Ed ecco che le piattaforme social sono divenute in breve tempo strumento di manifestazione e polemica. Influencer, utenti web e simili hanno diffuso reel e video dove infieriscono sul proprio corpo per dieci secondi, permettendo al pubblico di realizzare quanto lunga possa essere una violenza che rispetti tali tempistiche. Le attiviste si sono scagliate contro la Giudice, ad oggi conosciuta come Giudice della palpata breve, esprimendo in tal modo la completa solidarietà nei confronti della giovane studentessa. Sembra tuttavia che Maria Bonaventura abbia costruito un chiaro concetto di “vittima”, pensiero applicato in occasione dei singoli casi esposti in Tribunale. Ha assolto l’ennesimo imputato, accusato dalla sua dipendente di abusi e molestie sul posto di lavoro.

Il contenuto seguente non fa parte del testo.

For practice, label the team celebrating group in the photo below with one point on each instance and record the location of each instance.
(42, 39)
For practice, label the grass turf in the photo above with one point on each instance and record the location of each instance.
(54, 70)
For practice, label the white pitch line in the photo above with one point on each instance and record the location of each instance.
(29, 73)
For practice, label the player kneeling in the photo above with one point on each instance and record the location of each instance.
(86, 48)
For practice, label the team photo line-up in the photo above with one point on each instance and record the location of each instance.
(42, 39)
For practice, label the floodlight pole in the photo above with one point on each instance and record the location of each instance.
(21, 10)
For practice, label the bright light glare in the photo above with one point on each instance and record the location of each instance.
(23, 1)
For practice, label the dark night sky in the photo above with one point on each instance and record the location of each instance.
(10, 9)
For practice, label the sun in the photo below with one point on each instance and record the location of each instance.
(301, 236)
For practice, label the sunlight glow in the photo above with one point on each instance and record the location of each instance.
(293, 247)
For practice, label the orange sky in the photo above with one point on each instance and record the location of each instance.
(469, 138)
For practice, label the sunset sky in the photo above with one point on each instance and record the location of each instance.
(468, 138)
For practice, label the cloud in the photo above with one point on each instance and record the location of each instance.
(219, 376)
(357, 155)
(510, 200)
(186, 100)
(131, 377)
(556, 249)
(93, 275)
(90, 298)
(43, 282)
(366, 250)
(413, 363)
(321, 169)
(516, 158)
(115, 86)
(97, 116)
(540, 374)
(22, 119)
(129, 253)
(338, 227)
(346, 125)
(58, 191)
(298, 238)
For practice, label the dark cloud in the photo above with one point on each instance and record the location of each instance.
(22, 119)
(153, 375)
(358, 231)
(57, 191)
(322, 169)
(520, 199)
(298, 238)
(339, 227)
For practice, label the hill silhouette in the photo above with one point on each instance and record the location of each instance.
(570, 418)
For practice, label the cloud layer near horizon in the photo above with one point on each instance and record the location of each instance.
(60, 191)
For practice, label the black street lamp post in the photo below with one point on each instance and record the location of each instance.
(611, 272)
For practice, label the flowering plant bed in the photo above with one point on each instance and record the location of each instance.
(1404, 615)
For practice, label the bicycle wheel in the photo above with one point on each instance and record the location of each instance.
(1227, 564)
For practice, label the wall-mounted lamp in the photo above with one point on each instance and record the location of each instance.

“Non si può escludere che la parte lesa, probabilmente mossa dai complessi di natura psicologica, abbia rivisitato inconsciamente l’atteggiamento dell’imputato nei suoi confronti, fino al punto di ritenersi aggredita fisicamente” – questa la ragione che spiega, secondo la Giudice Maria Bonaventura, l’assoluzione del dirigente di un museo di Roma, responsabile di aver molestato una sua dipendente sul luogo di lavoro. La donna ha spiegato di aver subìto soprusi ed abusi dal 2021: palpeggiamenti, espressioni sessiste fuori luogo e battute a sfondo sessuale. Ha poi deciso di denunciare il direttore, in modo da poter porre fine ad una tale condizione di disagio. Peccato che si sia affidata alla coscienza della giudice sbagliata.
Maria Bonaventura ha fatto riferimento al peso della vittima, ritenendo che quest’ultima abbia interpretato erroneamente gli atteggiamenti “scherzosi” dell’imputato. Non hanno aiutato sicuramente le testimonianze delle altre dipendenti donne, le quali hanno sostenuto che il dirigente sia solito lasciarsi andare a forme di ironia pungenti e battute sarcastiche. Di fronte alle dichiarazioni di queste ultime, la Giudice ha dunque ritenuto che non ci fossero estremi concreti di denuncia. L’imputato è stato assolto senza alcun tipo di ripercussione.
“Purtroppo non c’è nulla di nuovo sotto il sole” – le parole della vicepresidente e referente delle avvocate di D.i.Re – Donne in Rete contro la violenza – “a questo punto ci forniscano un libretto di istruzioni che ci dica come essere considerate una vittima che va bene. Ogni volta guardiamo alla donna che denuncia e non all’uomo imputato di molestie o violenze” – ha infine concluso Elena Biagioni. Da sempre le autorità spingono le donne a denunciare, qualsiasi sia la gravità del sopruso. Un’ammissione che tuttavia necessita della collaborazione del Tribunale, senso di solidarietà che al momento non appartiene alla Giudice Maria Bonaventura.